Ceux qui s’opposent à ces cartes sont d’ailleurs généralement les mêmes que ceux qui s’opposent à la pleine-terre, et, de façon plus générale, à l’existence de la métropole. Ivan Itzkovitch, animateur du comité de pilotage du Scot, s’est vu tout de même réaffirmer la mission de sortir quelque chose au plus vite.
La localisation et le nombre des logements sociaux à construire ne constituent pas un point de blocage ?
Non, car ces questions relèvent du plan de l’habitat et de l’hébergement métropolitain (PMHH) bloqué lui aussi depuis des mois, notamment par l’État, qui estime qu’il ne prescrit pas un nombre suffisant de construction de logements, tous types confondus. L’État a donc fait savoir qu’il émettrait un avis négatif sur ce PMHH, tandis qu’une convergence s’est établie entre ceux qui estiment qu’il va trop loin et ceux qui jugent qu’il ne va pas assez loin. Le Scot comprenait d’ailleurs la reprise de certains éléments du PMHH, allant là aussi dans le bon sens. Concernant le Scot, le risque est bel et bien que ce report soit interprété comme le signe de l’incapacité de la métropole à publier des documents stratégiques. Et qu’il faut donc la supprimer.
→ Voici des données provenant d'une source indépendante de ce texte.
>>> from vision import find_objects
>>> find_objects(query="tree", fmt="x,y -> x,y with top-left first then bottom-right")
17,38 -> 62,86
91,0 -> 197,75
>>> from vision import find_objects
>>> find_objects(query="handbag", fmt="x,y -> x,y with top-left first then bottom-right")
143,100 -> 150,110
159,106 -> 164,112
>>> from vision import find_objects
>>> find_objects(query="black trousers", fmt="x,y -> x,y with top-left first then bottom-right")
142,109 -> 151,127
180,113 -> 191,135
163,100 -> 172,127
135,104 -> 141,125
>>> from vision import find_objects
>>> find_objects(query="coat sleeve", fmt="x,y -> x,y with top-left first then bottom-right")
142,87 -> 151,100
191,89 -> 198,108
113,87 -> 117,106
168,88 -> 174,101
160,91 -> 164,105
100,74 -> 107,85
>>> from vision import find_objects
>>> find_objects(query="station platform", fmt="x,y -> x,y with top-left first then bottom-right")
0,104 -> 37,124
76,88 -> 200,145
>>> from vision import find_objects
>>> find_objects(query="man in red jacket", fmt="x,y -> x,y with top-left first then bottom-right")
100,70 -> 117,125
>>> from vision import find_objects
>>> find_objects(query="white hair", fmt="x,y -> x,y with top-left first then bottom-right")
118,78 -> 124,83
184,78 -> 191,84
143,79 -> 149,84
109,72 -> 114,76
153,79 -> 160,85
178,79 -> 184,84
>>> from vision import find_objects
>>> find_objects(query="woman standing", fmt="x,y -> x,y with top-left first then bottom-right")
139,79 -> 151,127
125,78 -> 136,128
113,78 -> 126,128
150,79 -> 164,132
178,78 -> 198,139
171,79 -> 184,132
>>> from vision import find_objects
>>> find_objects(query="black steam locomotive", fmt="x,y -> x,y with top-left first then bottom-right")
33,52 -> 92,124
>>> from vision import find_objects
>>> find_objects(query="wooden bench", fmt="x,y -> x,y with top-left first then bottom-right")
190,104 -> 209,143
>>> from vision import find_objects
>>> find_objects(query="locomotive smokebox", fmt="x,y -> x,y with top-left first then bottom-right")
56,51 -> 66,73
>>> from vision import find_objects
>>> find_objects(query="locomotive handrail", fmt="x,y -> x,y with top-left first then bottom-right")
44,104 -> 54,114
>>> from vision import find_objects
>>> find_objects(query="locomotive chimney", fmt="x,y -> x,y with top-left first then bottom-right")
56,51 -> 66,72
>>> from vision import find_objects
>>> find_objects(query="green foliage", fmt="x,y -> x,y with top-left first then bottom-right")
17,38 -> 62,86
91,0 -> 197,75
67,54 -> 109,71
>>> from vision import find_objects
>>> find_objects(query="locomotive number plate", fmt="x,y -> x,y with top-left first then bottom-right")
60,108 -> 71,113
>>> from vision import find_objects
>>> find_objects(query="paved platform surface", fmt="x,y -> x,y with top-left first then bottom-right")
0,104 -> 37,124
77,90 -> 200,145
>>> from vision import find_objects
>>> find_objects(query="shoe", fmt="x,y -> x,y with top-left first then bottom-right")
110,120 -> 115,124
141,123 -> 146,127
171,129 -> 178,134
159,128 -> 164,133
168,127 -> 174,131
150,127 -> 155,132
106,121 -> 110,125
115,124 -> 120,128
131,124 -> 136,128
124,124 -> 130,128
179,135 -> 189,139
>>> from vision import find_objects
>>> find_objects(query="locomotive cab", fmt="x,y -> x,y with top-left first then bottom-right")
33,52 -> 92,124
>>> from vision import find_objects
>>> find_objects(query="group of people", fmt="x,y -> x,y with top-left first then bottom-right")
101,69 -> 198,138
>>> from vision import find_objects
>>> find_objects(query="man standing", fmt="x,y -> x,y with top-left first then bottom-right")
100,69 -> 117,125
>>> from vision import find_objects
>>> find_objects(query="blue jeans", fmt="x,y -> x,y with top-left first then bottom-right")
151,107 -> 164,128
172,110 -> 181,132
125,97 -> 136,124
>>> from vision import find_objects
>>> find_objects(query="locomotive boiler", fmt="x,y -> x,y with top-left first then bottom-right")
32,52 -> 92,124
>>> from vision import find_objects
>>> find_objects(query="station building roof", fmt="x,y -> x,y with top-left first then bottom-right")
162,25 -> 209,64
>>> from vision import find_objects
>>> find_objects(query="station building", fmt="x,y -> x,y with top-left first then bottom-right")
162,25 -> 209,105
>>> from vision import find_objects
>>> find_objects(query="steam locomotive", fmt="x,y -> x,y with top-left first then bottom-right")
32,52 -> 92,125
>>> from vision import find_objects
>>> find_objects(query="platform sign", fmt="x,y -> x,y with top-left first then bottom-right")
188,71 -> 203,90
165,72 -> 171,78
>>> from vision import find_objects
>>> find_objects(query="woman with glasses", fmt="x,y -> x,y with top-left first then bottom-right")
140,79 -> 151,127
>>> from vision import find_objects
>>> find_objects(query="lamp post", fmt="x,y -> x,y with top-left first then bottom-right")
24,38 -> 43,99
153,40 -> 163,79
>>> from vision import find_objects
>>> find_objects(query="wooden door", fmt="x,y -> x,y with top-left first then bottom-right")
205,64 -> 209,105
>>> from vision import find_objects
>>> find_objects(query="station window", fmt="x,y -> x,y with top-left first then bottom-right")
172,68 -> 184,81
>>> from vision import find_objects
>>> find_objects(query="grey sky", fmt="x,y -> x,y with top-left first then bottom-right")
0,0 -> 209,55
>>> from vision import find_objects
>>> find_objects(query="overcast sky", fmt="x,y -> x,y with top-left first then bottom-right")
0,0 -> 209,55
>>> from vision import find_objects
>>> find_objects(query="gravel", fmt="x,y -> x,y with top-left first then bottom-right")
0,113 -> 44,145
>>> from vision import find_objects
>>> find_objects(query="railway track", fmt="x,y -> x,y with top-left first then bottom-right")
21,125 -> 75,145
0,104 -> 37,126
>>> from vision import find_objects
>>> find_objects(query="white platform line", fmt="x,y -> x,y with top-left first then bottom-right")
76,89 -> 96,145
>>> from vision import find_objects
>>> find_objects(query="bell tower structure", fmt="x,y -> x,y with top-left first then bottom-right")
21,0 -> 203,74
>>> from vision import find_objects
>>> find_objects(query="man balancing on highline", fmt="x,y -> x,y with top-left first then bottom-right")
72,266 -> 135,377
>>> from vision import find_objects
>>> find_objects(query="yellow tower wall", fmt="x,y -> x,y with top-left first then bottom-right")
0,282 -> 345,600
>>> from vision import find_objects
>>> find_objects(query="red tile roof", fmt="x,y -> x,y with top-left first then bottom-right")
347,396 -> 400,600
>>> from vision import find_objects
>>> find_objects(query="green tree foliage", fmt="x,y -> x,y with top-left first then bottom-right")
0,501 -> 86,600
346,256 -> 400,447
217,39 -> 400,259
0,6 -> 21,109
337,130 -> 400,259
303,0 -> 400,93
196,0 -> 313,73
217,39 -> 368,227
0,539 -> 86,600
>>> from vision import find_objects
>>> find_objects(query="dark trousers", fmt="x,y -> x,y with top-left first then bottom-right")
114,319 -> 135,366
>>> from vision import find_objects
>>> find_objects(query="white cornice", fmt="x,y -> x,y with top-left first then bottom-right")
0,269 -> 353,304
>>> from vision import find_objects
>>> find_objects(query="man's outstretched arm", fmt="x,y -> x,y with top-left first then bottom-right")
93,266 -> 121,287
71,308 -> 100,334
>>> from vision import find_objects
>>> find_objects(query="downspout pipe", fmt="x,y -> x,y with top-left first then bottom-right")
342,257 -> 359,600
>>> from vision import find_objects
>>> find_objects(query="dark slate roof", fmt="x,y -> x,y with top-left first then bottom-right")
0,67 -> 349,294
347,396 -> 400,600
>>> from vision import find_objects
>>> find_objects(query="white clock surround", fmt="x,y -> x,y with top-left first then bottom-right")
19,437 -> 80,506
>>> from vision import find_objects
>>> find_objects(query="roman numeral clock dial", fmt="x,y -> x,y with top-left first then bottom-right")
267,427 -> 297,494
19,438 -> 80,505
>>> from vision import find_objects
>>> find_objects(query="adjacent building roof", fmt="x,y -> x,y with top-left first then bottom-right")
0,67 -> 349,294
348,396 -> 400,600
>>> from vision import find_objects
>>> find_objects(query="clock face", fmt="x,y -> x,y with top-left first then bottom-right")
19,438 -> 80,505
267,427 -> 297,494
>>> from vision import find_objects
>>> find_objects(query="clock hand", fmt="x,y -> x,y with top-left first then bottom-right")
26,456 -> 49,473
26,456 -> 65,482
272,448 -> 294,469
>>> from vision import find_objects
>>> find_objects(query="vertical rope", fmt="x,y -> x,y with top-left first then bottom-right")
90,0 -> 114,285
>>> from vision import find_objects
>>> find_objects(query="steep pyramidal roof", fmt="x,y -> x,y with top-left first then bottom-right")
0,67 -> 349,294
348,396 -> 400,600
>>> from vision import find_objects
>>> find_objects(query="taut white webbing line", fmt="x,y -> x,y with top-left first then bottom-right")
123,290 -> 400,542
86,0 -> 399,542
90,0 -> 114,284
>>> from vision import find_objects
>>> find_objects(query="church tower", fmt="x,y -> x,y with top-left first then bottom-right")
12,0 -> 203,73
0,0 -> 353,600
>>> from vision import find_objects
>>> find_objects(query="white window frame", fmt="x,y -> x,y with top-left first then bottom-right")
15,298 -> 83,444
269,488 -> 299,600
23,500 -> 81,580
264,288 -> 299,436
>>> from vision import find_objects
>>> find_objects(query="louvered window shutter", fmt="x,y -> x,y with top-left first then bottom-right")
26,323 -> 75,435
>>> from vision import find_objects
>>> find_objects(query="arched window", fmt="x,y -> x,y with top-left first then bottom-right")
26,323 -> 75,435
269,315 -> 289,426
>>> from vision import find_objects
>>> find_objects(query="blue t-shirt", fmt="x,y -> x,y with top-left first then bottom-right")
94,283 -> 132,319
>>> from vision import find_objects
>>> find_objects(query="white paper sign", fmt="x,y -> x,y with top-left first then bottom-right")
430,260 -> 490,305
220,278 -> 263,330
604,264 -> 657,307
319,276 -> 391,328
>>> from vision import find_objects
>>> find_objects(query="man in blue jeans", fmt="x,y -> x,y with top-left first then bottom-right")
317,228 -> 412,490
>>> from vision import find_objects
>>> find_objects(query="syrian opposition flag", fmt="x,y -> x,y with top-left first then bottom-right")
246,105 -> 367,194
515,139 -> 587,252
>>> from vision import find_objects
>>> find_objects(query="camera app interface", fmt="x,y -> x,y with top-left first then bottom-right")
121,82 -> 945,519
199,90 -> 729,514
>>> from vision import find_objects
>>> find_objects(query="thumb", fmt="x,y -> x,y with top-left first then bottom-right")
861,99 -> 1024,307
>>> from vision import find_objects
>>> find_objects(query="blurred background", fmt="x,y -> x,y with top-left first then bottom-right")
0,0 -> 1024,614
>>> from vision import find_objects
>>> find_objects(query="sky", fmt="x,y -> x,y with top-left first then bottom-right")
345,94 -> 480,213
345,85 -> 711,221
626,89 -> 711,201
Vous figurez parmi ceux qui estiment que le périmètre de la zone dense s’impose naturellement ?
On a vécu, pendant des années, avec des communes, des Départements et une Région et tout le monde a constaté et affirmé que cela ne fonctionnait pas, qu’il manquait un élément. Mais ceux qui estimaient qu’il manquait un élément jugent aujourd’hui qu’il faut le supprimer. Un peu de cohérence ! Particulièrement sur les questions environnementales, on voit bien à quel point le périmètre métropolitain est pertinent. La question des déchets n’aurait pas grand sens à être traitée sur un périmètre régional. Les zones rurales de 3° couronne n’ont rien à voir, en matière de gestion des déchets, avec les zones urbaines denses. Idem en matière de pollution. Nous ne sommes pas confrontés aux mêmes types de pollution aux confins de la Beauce et de la Seine-et-Marne et dans le cœur de l’agglomération.
Les îlots de chaleur n’existent pas dans les 80 % de la Région, qui sont des zones rurales. La question des déplacements, de même que les infrastructures lourdes, se pose d’abord au sein de la zone urbaine dense. On ne va pas construire des tramways et des lignes de métro pour desservir des villages de 200 habitants. Cela n’aurait aucun sens. On a donc besoin du niveau métropolitain pour un certain nombre de politiques.